Citizens welcome firefight U.S. INTERVENTION IN HAITI

September 26, 1994|By Bill Glauber | Bill Glauber,Sun Staff Correspondent

PORT-AU-PRINCE, Haiti -- The news traveled by radio and television and word of mouth.

The body count from the northern city of Cap-Haitien rose. The story of how the U.S. Marines killed 10 Haitians in a firefight became fully focused. And by sunset last night, tens of thousands of Haitian citizens circled the airport, chanting, cheering and waving.

They were overjoyed.

"The Haitian military that was killed deserved to die," said Jean Monsapa, 26. "They are criminals. They are murderers. They don't want democracy in Haiti. We are very happy over what happened. We feel we have been saved."

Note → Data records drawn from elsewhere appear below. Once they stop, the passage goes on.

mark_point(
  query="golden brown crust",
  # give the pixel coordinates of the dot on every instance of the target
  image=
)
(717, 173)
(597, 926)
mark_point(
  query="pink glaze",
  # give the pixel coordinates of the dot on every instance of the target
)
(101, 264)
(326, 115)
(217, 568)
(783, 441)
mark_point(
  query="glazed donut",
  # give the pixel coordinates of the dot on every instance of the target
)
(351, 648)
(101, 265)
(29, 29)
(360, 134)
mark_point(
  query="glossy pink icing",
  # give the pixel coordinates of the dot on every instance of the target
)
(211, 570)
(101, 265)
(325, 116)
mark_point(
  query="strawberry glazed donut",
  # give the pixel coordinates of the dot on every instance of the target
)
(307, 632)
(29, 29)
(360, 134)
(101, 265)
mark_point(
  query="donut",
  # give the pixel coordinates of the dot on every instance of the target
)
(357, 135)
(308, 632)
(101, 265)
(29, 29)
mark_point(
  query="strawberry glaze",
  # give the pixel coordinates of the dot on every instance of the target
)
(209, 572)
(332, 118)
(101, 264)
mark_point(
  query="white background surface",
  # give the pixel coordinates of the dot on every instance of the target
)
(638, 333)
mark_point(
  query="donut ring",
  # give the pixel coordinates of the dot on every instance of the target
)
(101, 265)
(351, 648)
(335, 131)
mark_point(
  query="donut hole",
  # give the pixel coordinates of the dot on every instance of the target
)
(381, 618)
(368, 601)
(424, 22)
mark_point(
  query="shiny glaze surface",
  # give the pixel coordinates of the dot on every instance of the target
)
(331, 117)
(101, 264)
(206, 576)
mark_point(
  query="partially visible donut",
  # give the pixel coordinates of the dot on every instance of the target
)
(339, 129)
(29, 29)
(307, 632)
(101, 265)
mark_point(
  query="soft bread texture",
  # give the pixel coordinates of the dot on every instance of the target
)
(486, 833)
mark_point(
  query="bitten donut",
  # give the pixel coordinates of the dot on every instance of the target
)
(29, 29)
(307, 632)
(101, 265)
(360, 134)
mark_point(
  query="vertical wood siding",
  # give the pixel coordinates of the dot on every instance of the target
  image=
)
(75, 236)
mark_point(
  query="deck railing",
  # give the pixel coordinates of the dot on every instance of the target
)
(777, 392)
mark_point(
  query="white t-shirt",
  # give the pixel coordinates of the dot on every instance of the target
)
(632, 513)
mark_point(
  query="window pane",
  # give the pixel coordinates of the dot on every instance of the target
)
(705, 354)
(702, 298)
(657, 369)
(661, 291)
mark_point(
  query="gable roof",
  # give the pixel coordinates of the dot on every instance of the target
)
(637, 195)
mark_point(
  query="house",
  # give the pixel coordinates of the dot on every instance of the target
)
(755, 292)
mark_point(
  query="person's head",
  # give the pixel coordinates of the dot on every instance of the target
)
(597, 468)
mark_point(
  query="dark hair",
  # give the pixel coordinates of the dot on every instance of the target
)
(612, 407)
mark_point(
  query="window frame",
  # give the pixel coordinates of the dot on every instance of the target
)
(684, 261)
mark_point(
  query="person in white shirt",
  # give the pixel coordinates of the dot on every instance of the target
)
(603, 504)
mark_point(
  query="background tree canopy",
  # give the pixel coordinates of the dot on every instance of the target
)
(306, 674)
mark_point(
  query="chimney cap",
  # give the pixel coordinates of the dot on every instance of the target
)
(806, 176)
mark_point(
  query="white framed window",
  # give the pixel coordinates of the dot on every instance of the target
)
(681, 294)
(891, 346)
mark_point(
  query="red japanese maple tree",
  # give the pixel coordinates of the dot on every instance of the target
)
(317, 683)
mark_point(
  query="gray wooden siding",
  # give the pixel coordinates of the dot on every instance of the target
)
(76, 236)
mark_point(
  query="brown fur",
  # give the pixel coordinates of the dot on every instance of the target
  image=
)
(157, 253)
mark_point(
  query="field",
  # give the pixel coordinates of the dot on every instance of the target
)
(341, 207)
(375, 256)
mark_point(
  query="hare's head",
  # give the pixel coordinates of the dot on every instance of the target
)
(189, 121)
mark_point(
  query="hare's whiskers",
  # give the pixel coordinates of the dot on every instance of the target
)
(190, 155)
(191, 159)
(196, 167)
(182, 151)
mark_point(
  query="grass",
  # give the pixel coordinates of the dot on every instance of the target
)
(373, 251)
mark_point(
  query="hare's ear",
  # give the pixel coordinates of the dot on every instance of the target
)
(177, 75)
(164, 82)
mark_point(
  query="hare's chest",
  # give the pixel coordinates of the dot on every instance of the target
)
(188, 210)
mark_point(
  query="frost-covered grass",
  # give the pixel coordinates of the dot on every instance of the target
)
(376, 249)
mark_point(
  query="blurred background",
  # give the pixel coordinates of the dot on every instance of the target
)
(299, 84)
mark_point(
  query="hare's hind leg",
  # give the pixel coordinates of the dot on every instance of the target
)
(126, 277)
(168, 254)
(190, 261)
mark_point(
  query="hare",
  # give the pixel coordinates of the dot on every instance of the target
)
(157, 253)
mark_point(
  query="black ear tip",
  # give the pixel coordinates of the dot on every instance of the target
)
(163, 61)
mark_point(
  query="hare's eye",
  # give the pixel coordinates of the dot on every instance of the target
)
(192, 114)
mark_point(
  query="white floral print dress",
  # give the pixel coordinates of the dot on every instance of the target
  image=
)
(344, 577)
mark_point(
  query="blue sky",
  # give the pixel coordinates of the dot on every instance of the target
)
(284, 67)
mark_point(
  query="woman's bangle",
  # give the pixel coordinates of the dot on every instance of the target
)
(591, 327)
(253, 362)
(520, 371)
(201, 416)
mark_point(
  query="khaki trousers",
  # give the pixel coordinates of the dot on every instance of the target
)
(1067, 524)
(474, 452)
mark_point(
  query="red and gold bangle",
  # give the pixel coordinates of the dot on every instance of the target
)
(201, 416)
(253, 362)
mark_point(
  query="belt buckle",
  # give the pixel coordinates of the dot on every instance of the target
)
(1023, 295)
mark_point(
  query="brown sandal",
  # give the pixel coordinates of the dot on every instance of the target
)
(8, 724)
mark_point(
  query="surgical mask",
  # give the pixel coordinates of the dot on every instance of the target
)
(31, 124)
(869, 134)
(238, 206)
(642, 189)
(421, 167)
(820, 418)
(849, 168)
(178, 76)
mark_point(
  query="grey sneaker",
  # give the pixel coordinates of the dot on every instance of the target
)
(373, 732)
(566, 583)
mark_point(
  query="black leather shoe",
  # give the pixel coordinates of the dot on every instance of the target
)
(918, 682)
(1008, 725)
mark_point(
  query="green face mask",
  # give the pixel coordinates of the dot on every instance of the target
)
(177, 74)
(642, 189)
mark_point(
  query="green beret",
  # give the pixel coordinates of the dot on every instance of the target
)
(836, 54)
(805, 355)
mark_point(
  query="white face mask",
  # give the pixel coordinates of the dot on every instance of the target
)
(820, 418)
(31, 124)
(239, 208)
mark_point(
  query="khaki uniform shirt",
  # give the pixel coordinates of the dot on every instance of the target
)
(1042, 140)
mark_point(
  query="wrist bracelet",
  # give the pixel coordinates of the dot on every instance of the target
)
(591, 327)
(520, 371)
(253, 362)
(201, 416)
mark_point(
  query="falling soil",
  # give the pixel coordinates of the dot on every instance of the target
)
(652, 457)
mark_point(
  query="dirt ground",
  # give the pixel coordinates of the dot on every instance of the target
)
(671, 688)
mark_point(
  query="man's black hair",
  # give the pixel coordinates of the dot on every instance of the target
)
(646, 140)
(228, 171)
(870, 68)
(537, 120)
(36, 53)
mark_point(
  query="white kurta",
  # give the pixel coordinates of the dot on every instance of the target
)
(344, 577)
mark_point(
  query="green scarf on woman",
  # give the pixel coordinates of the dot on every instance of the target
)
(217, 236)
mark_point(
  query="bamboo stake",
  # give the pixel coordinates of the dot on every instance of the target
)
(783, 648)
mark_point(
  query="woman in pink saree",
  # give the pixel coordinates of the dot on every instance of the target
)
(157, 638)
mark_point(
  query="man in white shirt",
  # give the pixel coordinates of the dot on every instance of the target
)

In a tumultuous demonstration that snaked around the airport for hours, Haitians honked horns, waved fists, sang songs and waved wildly at bewildered U.S. soldiers, kicking up dust and joy.

"I never thought I would see this," said DeSmite Pierre, a 74-year-old woman with thick glasses, four missing front teeth and a tattered dress. "All of our lives are insecure because of those military people. They asked for it. Whenever someone asks for it, they get it."

Meanwhile, inside the air-conditioned terminal, the soldiers from the U.S. Army's 10th Mountain Division tried to comprehend the demonstration and come to grips with the first casualties of Operation Uphold Democracy.

"I think it's great," said Staff Sgt. Matthew Rovnan, 26, of Philadelphia. "The Haitians tried to get stupid, and the Marines knocked them right back in their place."

Sergeant Rovnan was among those who said that, in retrospect, it might have been better for the United States to have invaded Haiti by force to quickly rid the country of the military and police. He recalled that in Somalia the Americans soon found themselves caught in the middle of warfare between rival clans.

"If we had come in here as an invading force, those police and military would have been the people opposing us," he said. "Coming in full-power, we wouldn't have had to risk them attacking us later on."

Second Lt. Mark Manns, 23, of Erie, Pa., said a full invasion would have helped Haiti in the long run.

"I would have preferred an invasion that would have dismantled the police and military force," he said. "That way, you could start everything from the ground up."

But Teddy Simmons, 38, of Key West, Fla., said the peaceful invasion was really the way to go, all along.

"You've got some gung-ho people out there," he said. "But no bloodshed is better for me. I don't want to see people die."

Cpl. Andrew Galloway, 25, of Greenville, Tenn., agreed. "An invasion would have cost too many innocent lives," he said. "It's better this way."

The soldiers were not surprised by the first wave of casualties.

"I'm not toughened to the point where I don't have compassion for people," Chief Warrant Officer Dan Delamarten, 36, of Spring Arbor, Mich., said. "But these things happen. I won't lose any sleep over it."

The chief warrant officer was also dismayed by the treatment given to Lt. Gen. Raoul Cedras, who arrived at the airfield in a chauffeur-driven limousine before he flew off to Cap-Haitien.

"Don't you think he's getting a good bargain?" Warrant Officer Delamarten asked. "I guess it's part of the game. The guy will probably write a book. Or maybe they'll make a movie about him. But I guess you've got to do those kinds of things to come to an agreement, to make it as peaceful as possible. But it's still a pretty hard pill to swallow."